Next, you need to decide what you want your company to look like. This is especially important if you’ve recently acquired a brand – how can you integrate it? You can use analytics to assess which brands engage customers the most and rank their performance.
At this stage, you need to be ruthless. If a brand no longer fits into your company story, sell it.
2. Choose your framework
Once you’ve decided which brands to move forward with, you need to choose your framework. Which type of brand architecture suits your company the most depends on factors like:
- How many sub-brands, products, and services do you currently have.
- How prominent do you want your parent brand to be.
- How similar or different your sub-brands are.
- Which framework is closest to your current architecture.
Whichever framework you choose, it needs to be something you can apply to your entire company.

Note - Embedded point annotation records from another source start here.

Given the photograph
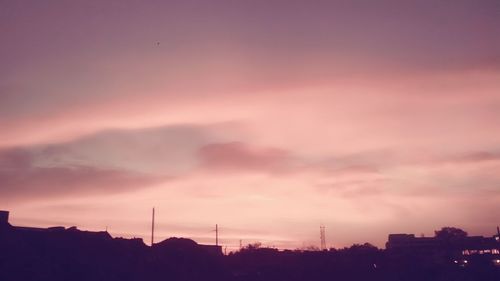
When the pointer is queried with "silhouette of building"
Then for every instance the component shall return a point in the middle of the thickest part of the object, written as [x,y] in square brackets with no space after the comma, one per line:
[460,250]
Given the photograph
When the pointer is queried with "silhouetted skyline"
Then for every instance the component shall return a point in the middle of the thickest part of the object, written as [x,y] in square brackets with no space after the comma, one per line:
[267,117]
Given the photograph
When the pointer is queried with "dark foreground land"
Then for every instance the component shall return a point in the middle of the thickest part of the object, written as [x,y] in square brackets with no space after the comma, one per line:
[70,254]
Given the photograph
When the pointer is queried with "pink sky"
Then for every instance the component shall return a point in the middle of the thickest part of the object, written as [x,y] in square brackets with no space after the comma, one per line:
[268,118]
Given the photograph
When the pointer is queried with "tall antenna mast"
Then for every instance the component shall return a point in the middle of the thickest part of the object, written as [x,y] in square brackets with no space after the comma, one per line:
[153,228]
[322,237]
[216,235]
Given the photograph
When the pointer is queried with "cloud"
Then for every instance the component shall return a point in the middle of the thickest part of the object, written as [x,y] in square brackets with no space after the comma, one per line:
[239,156]
[21,178]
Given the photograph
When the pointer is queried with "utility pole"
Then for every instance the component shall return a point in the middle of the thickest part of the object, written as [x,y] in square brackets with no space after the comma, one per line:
[153,228]
[322,237]
[216,235]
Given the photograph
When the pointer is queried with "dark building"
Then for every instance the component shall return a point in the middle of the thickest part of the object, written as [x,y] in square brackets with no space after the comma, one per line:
[459,250]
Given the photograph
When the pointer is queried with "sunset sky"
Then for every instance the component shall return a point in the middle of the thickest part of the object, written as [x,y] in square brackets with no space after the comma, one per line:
[268,118]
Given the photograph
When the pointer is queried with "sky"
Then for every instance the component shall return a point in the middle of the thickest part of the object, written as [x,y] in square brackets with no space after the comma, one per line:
[268,118]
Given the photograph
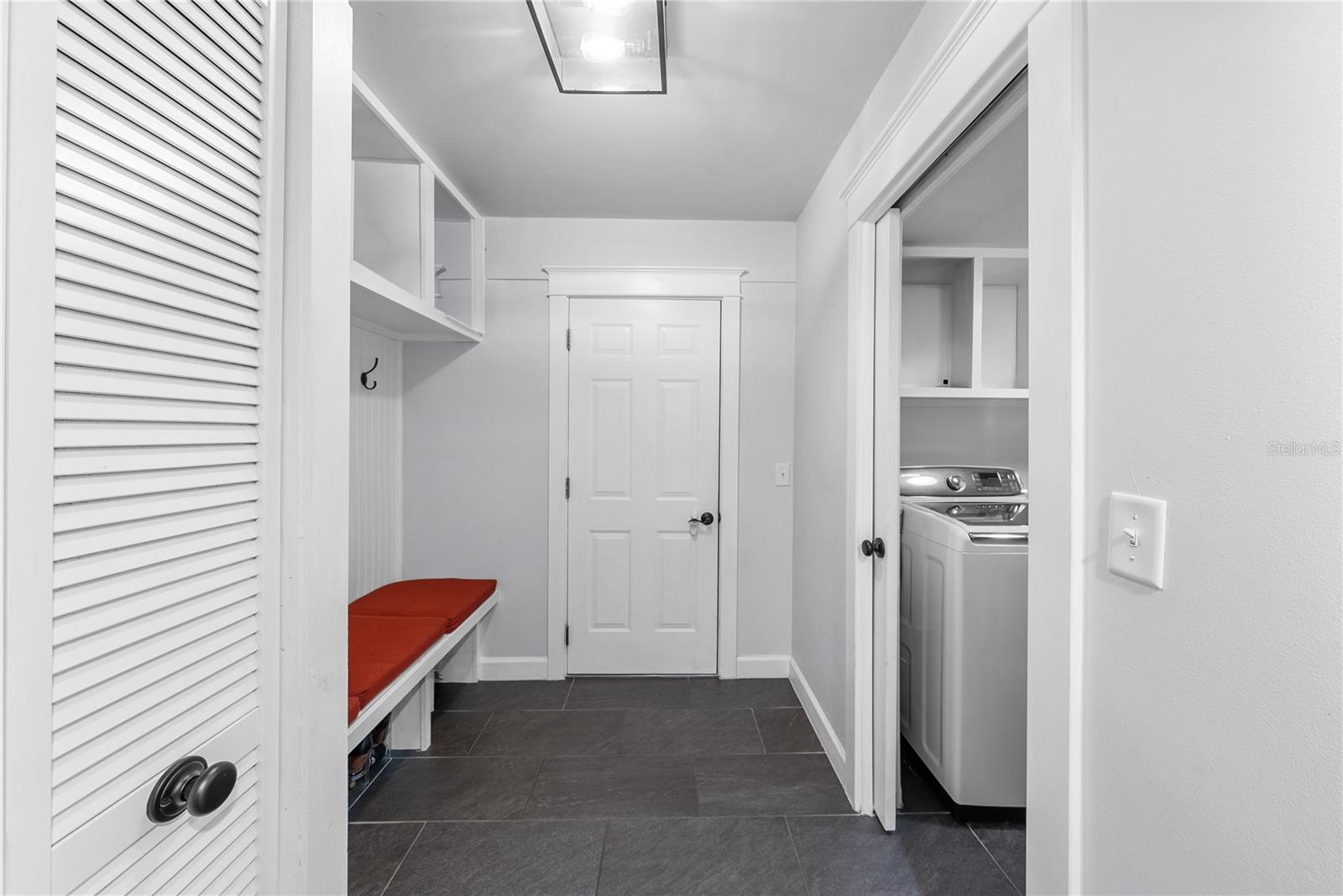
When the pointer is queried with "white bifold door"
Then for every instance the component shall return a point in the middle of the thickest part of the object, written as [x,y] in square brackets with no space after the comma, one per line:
[886,607]
[644,486]
[138,383]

3. Develop naming and image guidelines
Now you’ve chosen your framework, it’s time to create guidelines for naming new sub-brands and the kind of color palettes, logos, fonts, and any other branding elements to use.

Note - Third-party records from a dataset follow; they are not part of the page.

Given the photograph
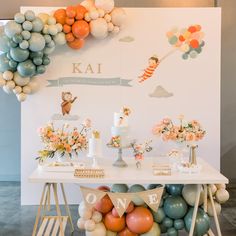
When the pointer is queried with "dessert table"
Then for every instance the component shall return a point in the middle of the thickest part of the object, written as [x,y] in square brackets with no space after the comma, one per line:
[128,175]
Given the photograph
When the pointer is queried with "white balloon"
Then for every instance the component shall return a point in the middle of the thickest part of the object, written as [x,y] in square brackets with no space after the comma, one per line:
[210,209]
[107,17]
[34,86]
[97,217]
[21,97]
[10,85]
[8,75]
[99,28]
[2,82]
[222,195]
[106,5]
[94,14]
[27,89]
[118,16]
[20,80]
[80,223]
[89,225]
[17,90]
[99,230]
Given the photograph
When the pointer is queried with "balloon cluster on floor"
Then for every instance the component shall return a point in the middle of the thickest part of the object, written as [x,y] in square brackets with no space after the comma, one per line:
[188,40]
[174,213]
[27,41]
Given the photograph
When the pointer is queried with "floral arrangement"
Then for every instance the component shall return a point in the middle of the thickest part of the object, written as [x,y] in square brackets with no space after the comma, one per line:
[63,140]
[140,149]
[186,131]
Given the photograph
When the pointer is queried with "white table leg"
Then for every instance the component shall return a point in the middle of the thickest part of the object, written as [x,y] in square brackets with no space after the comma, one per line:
[214,212]
[39,210]
[67,207]
[58,209]
[195,210]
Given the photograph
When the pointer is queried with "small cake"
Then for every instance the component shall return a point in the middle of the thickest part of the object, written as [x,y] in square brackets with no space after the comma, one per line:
[95,145]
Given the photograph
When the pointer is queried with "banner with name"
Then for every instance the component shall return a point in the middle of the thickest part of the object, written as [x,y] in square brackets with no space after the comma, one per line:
[121,201]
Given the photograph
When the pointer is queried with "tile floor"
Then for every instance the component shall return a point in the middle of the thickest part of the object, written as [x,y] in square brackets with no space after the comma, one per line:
[18,221]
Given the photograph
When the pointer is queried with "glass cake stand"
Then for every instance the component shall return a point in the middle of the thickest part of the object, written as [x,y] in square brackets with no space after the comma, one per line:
[119,162]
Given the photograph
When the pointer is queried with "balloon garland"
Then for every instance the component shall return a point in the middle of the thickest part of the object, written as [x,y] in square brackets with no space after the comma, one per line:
[27,41]
[174,213]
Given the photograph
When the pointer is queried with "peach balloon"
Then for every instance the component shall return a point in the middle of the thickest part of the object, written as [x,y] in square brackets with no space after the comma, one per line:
[80,12]
[126,232]
[115,224]
[104,205]
[80,29]
[60,16]
[140,220]
[76,44]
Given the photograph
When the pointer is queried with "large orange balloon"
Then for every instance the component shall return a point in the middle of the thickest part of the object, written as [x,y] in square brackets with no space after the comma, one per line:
[104,205]
[76,44]
[60,16]
[80,12]
[115,224]
[80,29]
[126,232]
[140,220]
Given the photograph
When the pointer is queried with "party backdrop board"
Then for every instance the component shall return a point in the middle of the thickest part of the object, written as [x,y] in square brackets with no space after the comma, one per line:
[104,75]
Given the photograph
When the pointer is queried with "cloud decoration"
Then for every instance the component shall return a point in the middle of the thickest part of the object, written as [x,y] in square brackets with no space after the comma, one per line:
[160,92]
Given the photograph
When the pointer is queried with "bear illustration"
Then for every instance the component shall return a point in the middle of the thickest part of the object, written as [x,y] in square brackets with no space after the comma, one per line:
[67,102]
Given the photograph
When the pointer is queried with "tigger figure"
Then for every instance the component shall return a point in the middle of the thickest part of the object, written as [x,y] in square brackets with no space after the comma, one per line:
[67,102]
[148,72]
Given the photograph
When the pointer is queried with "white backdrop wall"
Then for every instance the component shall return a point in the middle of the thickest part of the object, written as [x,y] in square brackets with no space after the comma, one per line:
[194,83]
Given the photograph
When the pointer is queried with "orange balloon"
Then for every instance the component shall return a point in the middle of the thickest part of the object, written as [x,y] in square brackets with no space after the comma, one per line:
[77,44]
[126,232]
[80,12]
[140,220]
[69,21]
[70,37]
[194,43]
[66,29]
[105,204]
[115,224]
[130,207]
[71,12]
[80,29]
[60,16]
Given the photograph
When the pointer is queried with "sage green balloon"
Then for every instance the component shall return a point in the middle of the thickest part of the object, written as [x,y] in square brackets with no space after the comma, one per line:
[26,68]
[179,224]
[172,232]
[159,215]
[175,207]
[119,188]
[202,224]
[18,54]
[4,63]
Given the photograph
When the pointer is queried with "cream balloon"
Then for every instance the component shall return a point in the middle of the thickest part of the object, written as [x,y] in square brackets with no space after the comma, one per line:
[81,223]
[10,85]
[118,16]
[189,193]
[222,195]
[89,225]
[2,82]
[34,86]
[20,80]
[99,230]
[106,5]
[21,97]
[97,217]
[17,90]
[8,75]
[210,209]
[99,28]
[27,89]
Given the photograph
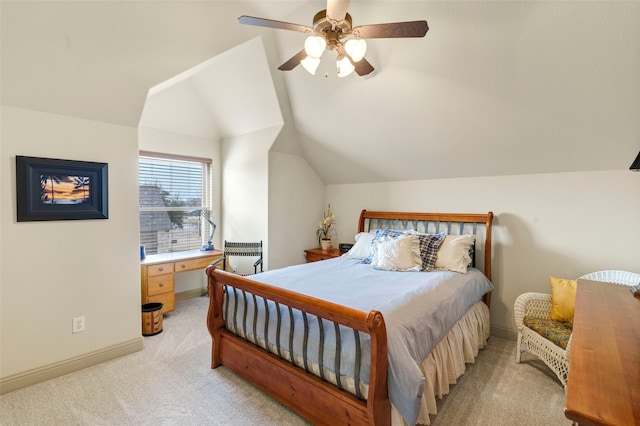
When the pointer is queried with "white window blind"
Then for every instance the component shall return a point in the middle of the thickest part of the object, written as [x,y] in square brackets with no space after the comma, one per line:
[173,191]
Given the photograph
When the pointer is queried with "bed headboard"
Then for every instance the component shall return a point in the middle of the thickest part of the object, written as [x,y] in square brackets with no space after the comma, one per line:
[449,223]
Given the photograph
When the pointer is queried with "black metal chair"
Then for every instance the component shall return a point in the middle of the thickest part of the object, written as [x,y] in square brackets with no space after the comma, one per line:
[243,249]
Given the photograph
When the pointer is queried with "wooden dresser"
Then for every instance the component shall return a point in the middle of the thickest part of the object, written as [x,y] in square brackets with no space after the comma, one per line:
[604,368]
[157,274]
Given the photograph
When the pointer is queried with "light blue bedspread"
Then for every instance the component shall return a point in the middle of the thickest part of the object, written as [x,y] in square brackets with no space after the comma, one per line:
[419,309]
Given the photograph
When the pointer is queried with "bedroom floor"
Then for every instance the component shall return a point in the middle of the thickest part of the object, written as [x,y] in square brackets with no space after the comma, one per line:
[170,383]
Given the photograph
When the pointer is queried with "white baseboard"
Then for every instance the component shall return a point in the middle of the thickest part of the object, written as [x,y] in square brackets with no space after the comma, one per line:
[37,375]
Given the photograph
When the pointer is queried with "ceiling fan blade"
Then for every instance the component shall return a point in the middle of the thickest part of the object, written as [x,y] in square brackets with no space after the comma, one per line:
[362,67]
[337,9]
[392,30]
[294,61]
[269,23]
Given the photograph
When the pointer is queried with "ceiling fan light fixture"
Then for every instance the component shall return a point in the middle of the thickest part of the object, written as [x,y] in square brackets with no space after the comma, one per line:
[345,67]
[310,64]
[314,46]
[356,48]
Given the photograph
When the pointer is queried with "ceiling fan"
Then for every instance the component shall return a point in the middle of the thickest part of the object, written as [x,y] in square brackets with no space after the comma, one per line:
[333,30]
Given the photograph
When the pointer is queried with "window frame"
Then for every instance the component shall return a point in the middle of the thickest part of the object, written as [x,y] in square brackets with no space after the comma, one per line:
[206,204]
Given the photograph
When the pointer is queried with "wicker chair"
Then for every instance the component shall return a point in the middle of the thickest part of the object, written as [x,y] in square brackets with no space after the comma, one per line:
[538,305]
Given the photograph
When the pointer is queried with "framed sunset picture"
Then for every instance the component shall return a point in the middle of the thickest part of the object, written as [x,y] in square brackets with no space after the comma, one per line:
[53,189]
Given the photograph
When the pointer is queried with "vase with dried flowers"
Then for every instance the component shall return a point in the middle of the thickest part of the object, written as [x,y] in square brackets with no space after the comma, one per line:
[325,229]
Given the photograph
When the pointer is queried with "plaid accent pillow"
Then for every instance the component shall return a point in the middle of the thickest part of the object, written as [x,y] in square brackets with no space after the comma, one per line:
[429,245]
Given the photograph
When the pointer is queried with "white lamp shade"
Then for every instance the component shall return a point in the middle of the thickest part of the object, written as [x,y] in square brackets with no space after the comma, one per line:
[314,46]
[310,64]
[345,67]
[356,48]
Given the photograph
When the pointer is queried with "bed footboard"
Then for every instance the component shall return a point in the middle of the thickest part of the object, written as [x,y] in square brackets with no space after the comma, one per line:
[316,399]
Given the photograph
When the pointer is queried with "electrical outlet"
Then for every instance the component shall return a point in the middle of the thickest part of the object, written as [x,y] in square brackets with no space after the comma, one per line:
[77,324]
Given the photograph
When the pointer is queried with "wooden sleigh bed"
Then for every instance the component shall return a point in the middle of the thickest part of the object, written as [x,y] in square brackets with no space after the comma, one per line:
[269,361]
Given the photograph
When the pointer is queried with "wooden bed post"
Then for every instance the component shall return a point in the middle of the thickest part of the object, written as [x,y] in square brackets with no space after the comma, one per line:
[215,320]
[378,404]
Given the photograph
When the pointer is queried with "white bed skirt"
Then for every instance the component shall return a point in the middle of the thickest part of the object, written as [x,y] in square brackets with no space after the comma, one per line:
[448,360]
[441,368]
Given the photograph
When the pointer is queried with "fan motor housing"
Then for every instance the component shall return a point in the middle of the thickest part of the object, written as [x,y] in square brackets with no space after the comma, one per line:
[324,25]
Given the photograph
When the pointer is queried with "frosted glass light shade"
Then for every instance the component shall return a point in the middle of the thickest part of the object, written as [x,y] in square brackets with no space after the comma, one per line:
[314,46]
[345,67]
[310,64]
[356,48]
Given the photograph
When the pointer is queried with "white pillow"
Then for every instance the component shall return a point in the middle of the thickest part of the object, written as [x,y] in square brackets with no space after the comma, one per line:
[362,247]
[397,254]
[453,254]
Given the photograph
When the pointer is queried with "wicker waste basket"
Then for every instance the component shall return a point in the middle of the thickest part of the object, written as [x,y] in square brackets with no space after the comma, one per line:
[151,319]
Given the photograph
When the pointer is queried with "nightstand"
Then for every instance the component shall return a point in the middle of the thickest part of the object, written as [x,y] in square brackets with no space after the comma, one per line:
[313,255]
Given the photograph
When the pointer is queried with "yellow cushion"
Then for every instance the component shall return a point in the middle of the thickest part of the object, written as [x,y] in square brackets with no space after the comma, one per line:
[563,299]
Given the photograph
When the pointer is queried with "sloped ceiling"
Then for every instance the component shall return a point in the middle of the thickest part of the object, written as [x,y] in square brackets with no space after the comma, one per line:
[495,88]
[230,94]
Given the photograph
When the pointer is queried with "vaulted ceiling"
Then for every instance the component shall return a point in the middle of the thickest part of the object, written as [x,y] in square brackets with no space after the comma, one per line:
[495,88]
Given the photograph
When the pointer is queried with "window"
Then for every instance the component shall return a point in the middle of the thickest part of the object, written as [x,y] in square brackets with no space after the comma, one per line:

Your framework determines your guidelines. A branded house is much stricter than a house of brands.
It’s important your guidelines focus on your consumers.
- What do you want them to feel when they see your logos?
- What message are you trying to convey?
- What does your brand stand for?
These are the kinds of questions you should ask.
4. Distribute your guidelines
Finally, you need to distribute your guidelines to everyone in your company. Everyone should know what your company stands for, how your sub-brands fit together, and who your audience is. And once everything is final, it is also important to forecast sales for your products and you could easily do that with inventory forecasting software.
Don’t just hand out a complicated document, though. If you want your new guidelines to stick, you should schedule workshops and training sessions.
Brand architecture: more than a buzzword
Brand architecture is far more than a buzzword or fleeting trend. It’s an important part of your business. Without clear brand architecture, your company can appear muddled and confusing. But, done well, it can bring together – or define – your brands.
There are five main types of brand architecture to choose from, each with its own pros and cons. Which one you choose depends on your business and the story you’re trying to tell your customers.